08 May Samsung: The New 5G Kid On The North American Infrastructure Block
Today, Samsung is one of the most recognized brands in the world. Founded in 1938 initially as a trading entity, the company has been quietly building momentum in the wireless wide area networking (WWAN) infrastructure space outside of its traditional markets of South Korea and Asia. Recent standalone and partnership announcements at Mobile World Congress Barcelona earlier this year point to the company’s growing success in this area. Today I would like to provide my insight on Samsung’s latest 5G product release.
An end-to-end fixed 5G portfolio
Last week, the U.S. Federal Communications Commission (FCC) granted regulatory approval of Samsung’s latest 5G product, an indoor 5G home router. This device complements the company’s 5G outdoor router previously certified and announced at Mobile World Congress. Depending on the layout and construction of a building or home, Samsung claims that its indoor and outdoor routers could improve broadband services up to 18 times over what is currently available today.
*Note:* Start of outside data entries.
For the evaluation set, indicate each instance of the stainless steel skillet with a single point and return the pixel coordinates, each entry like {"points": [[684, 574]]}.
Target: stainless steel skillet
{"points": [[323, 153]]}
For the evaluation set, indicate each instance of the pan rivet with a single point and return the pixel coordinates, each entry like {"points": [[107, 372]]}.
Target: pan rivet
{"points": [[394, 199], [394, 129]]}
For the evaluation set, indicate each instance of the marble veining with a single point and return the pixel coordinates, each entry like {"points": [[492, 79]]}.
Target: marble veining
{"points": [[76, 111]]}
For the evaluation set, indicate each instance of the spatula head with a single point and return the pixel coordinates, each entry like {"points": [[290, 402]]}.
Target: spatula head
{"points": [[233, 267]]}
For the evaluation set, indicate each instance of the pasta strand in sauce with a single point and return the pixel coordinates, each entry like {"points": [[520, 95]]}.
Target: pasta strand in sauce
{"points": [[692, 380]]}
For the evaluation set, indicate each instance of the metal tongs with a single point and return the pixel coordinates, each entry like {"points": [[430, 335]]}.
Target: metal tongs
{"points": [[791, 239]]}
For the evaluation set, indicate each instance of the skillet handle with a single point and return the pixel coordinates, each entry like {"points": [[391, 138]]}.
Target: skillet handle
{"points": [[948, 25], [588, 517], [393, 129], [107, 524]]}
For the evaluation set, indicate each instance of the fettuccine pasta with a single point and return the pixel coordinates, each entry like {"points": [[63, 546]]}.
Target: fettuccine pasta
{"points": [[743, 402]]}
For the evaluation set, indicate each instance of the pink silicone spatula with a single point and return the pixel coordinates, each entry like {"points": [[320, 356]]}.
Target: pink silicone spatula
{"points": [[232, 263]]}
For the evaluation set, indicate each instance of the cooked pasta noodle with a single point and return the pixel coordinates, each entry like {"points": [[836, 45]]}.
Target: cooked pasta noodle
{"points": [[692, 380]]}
Schematic of Samsung’s Fixed 5G.
Together, these two products position Samsung favorably to provide an end-to-end solution for fixed 5G deployments—this is significant since both Verizon Wireless and AT&T have plans to launch fixed 5G services later this year. It is of note that these routers are the first millimeter-wave devices to garner FCC approval, and are expected to be an integral part of Verizon Wireless’s first commercial fixed 5G deployment in Sacramento, CA in the second half of this year. I’ve written before about fixed 5G—if you’re interested you can read that article here.
What are the real advantages?
What applications will take advantage of this super-fast 5G service (aside from the obvious—movie streaming)? From a consumer perspective, I expect online gaming (particularly the rapidly growing eSports industry) will leverage 5G’s dramatically improved throughput and low latency for quicker response times. I also expect augmented and virtual reality (AR/ VR) will really take off; in gaming, but also other unique use cases such as immersive sporting events. Lots of lower cost headsets are hitting the market, and I recently took the plunge with Oculus Go. Bring on the Oasis from Ready Player One!
From a commercial standpoint, immersive distance learning, smart warehousing, and retail will likely be standouts. I recently had a conversation on this topic with Nicki Parmer, Verizon’s Chief Network Officer. She reported that the carrier has moved out of the 5G test phase and is laser-focused in rolling out its 5G network—beginning with fixed deployments today and moving to mobility when end devices likely become available in mid-2019.
I believe that Samsung has a distinct advantage as it grows its WWAN infrastructure presence in North America and Europe, given the depth and breadth of its portfolio. With its experience spanning smartphones to tablets to connected/autonomous vehicle technology, Samsung can assist carriers by providing visibility to the 5G uses cases that will likely drive the most operator revenue and the greatest value for wireless subscribers. That’s powerful beyond the “speeds and feeds” of next-generation 5G network deployments. After all, these “pipes” would still be dumb without compelling service offerings.